Now is there a way to fetch previous record without having to specify the different column names? Seems to me this should be a first class function in PostgreSQL, but its not.
select sub.id, sub.created_at, preceedingid, m2.* from ( select m.id, m.created_at, lag(m.id) over(order by m.created_at) as preceedingid from test m order by m.created_at) as sub left join test m2 on m2.id=sub.preceedingid order by sub.created_at;
Regards, Martin
Am 13.11.2017 um 07:15 schrieb Iaam Onkara:
Hi,
I have a requirement to create an tamper proof chain of records for audit purposes.
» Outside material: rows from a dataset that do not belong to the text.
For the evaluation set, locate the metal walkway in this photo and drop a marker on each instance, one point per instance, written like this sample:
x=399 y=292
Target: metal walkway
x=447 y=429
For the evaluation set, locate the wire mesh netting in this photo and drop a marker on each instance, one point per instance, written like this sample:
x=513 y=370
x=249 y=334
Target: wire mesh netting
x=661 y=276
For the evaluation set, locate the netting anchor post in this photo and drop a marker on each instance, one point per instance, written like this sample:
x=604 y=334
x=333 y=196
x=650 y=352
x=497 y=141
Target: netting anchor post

The pseudo code is as follows
before_insert:
1. compute checksum of previous row (or conditionally selected row)
2. insert the computed checksum in the current row
3. using on-update or on-delete trigger raise error to prevent update/delete of any row.
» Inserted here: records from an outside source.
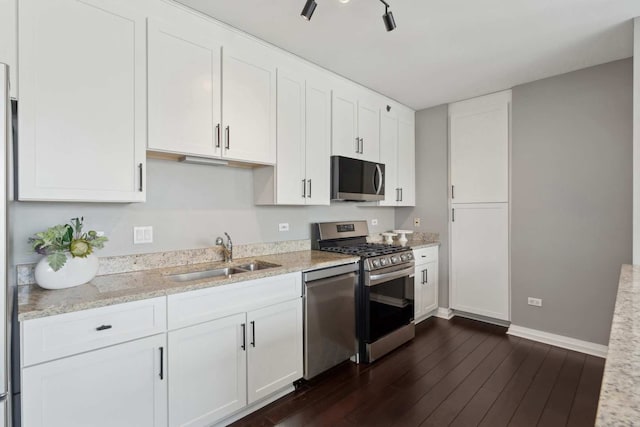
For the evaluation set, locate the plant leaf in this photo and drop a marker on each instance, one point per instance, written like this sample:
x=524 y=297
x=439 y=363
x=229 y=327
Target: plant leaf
x=56 y=260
Here are the different options that I have tried using lag and md5 functions
CREATE TABLE test ("id" uuid DEFAULT uuid_generate_v4() NOT NULL, "value" decimal(5,2) NOT NULL, "delta" decimal(5,2), "created_at" timestamp default current_timestamp, "words" text, CONSTRAINT pid PRIMARY KEY (id) ) ;
INSERT INTO test (value, words) VALUES (51.0, 'A'), (52.0, 'B'), (54.0, 'C'), (57.0, 'D') ;
select created_at, value, value - lag(value, 1, 0.0) over(order by created_at) as delta, md5(lag(words,1,words) over(order by created_at)) as the_word, md5(textin(record_out(test))) as Hash FROM test ORDER BY created_at;
But how do I use lag function or something like lag to read the previous record as whole.